How to check the refrigerant before you buy
Read the nameplate. Refrigerant type is stamped right on it, along with the charge weight. Get a clear photo — it's the same photo that matters for every other part of the deal, as we cover in what to inspect before buying a used chiller.
Confirm the charge is intact. A machine that's been sitting with a slow leak may be low or empty. Ask when it last ran and whether it holds pressure.
Match refrigerant to your plan. Buying a primary plant machine you'll run for 15 years? Insist on R-134a, R-513A, or R-1234ze. Buying a cheap spare or a process unit you'll swap in a few years? An R-123 or even R-22 machine can pencil out fine.
Use it as a filter early, and it saves you inspecting machines that were never going to fit your horizon. Our full used chiller buying checklist puts refrigerant near the top of the list for exactly this reason.
The Florida angle
Florida's cooling season is long, so chillers here run more hours per year and burn through service more often than the same machine up north. That amplifies the refrigerant question — a phased-out gas that's merely annoying in a mild climate becomes a real operating cost when the machine runs nine-plus months a year. On the flip side, Florida's constant demand means there's deep local supply of current-refrigerant machines coming out of decommissions, so you rarely have to settle for an obsolete unit unless the price genuinely justifies it.
Coastal humidity and salt also stress the machine harder, so pairing a current refrigerant with a solid tube-bundle inspection matters more here than almost anywhere.
A few refrigerant myths worth killing
"A drop-in refrigerant fixes an obsolete machine." Sometimes, not always. Converting an R-22 machine to a replacement gas can work, but it often costs efficiency and may require component changes. Don't buy an R-22 chiller on the assumption a cheap conversion is waiting — price it as what it is today.
"Low charge just means top it off." A machine that's low is a machine that leaked, and a leak means a repair somewhere. On an obsolete refrigerant, topping off is also expensive. Find the leak before you value the unit.
"Refrigerant type doesn't affect resale." It's the biggest single factor after condition. When you eventually sell — or when we make an offer — the refrigerant is one of the first lines we price against. That works in your favor if you bought a current-gas machine and against you if you didn't.

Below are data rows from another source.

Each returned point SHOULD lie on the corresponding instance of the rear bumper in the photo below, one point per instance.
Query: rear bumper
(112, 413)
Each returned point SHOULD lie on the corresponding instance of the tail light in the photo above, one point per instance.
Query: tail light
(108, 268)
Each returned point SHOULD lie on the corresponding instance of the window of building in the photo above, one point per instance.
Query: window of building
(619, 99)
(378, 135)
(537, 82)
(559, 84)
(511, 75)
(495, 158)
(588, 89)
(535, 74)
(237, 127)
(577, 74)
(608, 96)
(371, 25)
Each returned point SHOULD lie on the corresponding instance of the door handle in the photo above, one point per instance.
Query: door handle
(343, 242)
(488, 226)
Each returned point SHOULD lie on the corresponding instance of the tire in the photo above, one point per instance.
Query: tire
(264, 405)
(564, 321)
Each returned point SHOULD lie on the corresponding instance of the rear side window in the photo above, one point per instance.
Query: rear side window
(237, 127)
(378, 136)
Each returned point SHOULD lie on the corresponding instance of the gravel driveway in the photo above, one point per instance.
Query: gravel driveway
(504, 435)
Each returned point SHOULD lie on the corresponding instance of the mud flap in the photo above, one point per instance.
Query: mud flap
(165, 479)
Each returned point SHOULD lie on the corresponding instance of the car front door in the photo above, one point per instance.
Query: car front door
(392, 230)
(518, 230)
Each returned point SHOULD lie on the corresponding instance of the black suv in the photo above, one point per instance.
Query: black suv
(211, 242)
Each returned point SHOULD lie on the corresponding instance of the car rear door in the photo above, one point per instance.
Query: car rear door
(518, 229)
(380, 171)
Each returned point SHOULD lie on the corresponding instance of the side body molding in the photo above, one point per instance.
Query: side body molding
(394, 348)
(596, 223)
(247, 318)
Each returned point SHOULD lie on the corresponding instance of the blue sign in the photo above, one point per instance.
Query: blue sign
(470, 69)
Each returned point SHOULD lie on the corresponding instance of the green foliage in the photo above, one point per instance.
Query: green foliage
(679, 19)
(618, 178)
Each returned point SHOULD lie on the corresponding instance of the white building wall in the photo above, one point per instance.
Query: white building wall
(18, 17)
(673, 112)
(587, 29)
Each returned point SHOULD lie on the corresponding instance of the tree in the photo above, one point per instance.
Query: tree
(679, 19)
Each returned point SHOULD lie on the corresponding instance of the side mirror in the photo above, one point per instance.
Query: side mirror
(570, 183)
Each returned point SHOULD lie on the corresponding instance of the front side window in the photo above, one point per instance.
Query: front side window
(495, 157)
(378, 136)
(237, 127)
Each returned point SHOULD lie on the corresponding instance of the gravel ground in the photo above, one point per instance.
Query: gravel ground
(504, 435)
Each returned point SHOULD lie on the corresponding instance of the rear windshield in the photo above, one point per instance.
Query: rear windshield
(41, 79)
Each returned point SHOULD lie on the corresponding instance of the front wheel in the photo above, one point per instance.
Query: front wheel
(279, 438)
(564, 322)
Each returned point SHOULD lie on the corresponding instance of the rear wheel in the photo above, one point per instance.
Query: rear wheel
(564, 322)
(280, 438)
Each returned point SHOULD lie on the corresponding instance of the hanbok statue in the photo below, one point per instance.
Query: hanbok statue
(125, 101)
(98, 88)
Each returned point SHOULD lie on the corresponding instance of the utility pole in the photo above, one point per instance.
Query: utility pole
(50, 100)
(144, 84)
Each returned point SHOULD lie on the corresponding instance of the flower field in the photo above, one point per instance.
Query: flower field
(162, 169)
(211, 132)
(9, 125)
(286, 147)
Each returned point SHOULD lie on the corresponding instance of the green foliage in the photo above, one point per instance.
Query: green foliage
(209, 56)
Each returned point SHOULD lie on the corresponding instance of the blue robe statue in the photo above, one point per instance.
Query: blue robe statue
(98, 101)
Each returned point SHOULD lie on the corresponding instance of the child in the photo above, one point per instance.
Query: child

Getting these straight up front keeps you from overpaying for a machine that looks like a bargain until the first service call.
Bottom line
Read the refrigerant first. R-134a, R-513A, and R-1234ze are safe long-term buys. R-123 is a transitional machine — fine if you buy it cheap and plan around a shorter horizon. R-22 and older are cores, spares, and parts, priced accordingly. Get this one line off the nameplate right and you'll never overpay for a machine with a hidden countdown clock.